Return-Path: <leichter@lrw.com>
X-Original-To: tcpm@core3.amsl.com
Delivered-To: tcpm@core3.amsl.com
Received: from localhost (localhost [127.0.0.1]) by core3.amsl.com (Postfix) with ESMTP id E88903A69BF for <tcpm@core3.amsl.com>; Tue, 3 Mar 2009 05:24:12 -0800 (PST)
X-Virus-Scanned: amavisd-new at amsl.com
X-Spam-Flag: NO
X-Spam-Score: -2.308
X-Spam-Level:
X-Spam-Status: No, score=-2.308 tagged_above=-999 required=5 tests=[AWL=0.291, BAYES_00=-2.599]
Received: from mail.ietf.org ([64.170.98.32]) by localhost (core3.amsl.com [127.0.0.1]) (amavisd-new, port 10024) with ESMTP id JkyqEaUNwMLq for <tcpm@core3.amsl.com>; Tue, 3 Mar 2009 05:24:12 -0800 (PST)

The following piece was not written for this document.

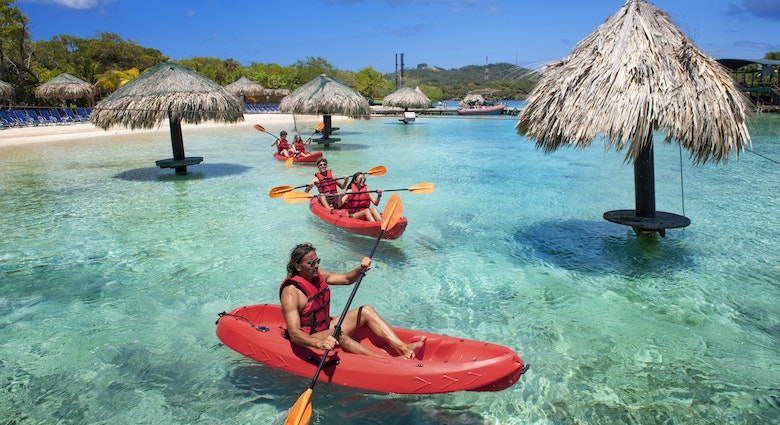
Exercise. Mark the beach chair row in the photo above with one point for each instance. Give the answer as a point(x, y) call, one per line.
point(28, 117)
point(261, 108)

Received: from smtp1.bestweb.net (smtp1.bestweb.net [209.94.103.41]) by core3.amsl.com (Postfix) with ESMTP id 186943A69E7 for <tcpm@ietf.org>; Tue, 3 Mar 2009 05:24:11 -0800 (PST)
Received: from [10.0.1.3] (unknown [69.177.11.241]) (using TLSv1 with cipher AES128-SHA (128/128 bits)) (No client certificate requested) by smtp1.bestweb.net (Postfix) with ESMTPSA id 8E5951254F5; Tue, 3 Mar 2009 08:24:37 -0500 (EST)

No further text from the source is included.